Zengin elitlerin, kafalarından atamadığı birkaç ideolojik saplantı vardır.
Birincisi; İşçiler tembeldir. Baskı yapmazsan çalışmazlar.
Bu durum; üretimin bir disiplin işi olmasıyla, işçi düşmanlığının birbirine karıştırılmasıdır.
Bakın bu işin birbirine karıştırılmasıyla ilgili kendimden bir örnek vereyim.
Bursa’da bir oto-sanayinde çalışıyorum. Yıl 1970, işçilerimize tuvalete gitmeleri için fiş verirdik. Eğer işçi günde, ikiden fazla tuvalet fişi isterse, patronun emri gereği fiş vermezdik.
İşletmede, saca ağaç tokmakla şekil verip, otobüs karasörü yaparken, her şeyi işçiden bekleyen ve istediği karı yapamadığından, işçiye daha çok baskı yapmanın faydasına inanan bir patronlar anlayışı vardı.
Bu ve buna benzer baskıların hala sürdüğü işyerleri olduğuna inanıyorum.
Siz patrona, işkence derecesinde baskı yapma olanağını verirseniz, ekmek parası için her türlü cefaya katlanacak insan bulursunuz.
İşçiyi gönüllü işkenceye razı eden; işsizliktir.
Patrona işkence yapma fırsatını veren; gene o patronların kurduğu ve işsizlik üreten o düzendir.
Gelelim yalanların yalanına; “Azınlığın zenginliği hepimizin çıkarınadır.”
Yani halkın, “sosyal eşitsizliği doğallaştırması” için, egemen çevrelerin yarattığı yanılsama.
Böylece, bu genel yanılsamaya dayalı, sahte, uyduruk gerçeklerle yatıp kalkmaya…
Milli devletin yıkılması, özelleştirmeler, kuralsızlaştırılarak açgözlü sermayenin önünün sonuna kadar açılması…
İşte 301 maden işçisinin katili bu anlayıştır.
Zengin oldukları için daha da zengin olanlar, ya da milli devletin yağmalanmasından zengin edilenler, devleti kuralsızlaştırarak yollarına devam ediyorlar.
Devleti küçülteceğiz diyenler, insan haklarını, sosyal hakları, işçi haklarını yok edeceğiz diyenlerdir.
Yani zengin elitlerin yanında, çalışanların karşısında olanlardır.
Tatbikî kurdukları bu yağma düzenini ayakta tutmak için, diktatöre ve zor kullanmaya mecburdurlar.
Demokrasi şarkıları söylemeleri ve söyletmeleri, “sosyal eşitsizlik felaketini” çalışanlara doğal bir şeymiş gibi kabul ettirme çalışmalarıdır.

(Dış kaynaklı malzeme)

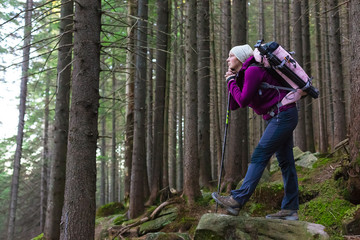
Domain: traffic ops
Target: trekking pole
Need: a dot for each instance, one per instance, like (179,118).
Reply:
(224,145)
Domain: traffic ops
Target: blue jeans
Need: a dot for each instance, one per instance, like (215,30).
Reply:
(277,138)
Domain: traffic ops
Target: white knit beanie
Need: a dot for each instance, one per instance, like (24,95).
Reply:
(242,52)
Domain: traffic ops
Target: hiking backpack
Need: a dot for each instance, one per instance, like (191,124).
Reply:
(285,68)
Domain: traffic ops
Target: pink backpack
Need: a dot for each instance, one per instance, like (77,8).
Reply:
(293,77)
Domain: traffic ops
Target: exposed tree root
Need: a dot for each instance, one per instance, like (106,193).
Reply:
(149,217)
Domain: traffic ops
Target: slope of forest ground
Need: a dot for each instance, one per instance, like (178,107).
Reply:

Asıl olan ekonomidir, gerisi teferruattır anlayışı; düzen patronların düzenidir, onlara itaat edin anlamındadır.
Elbette üretmeliyiz, elbette bir vatanımız olmalı ama çalışanların hakları olmalı…
İktidarda çalışanlar çoğunlukta olmadığı sürece, bu yalan düzeni, yani zenginlerin daha da zenginleşmesi halkın yararınadır anlayışı sürer gider.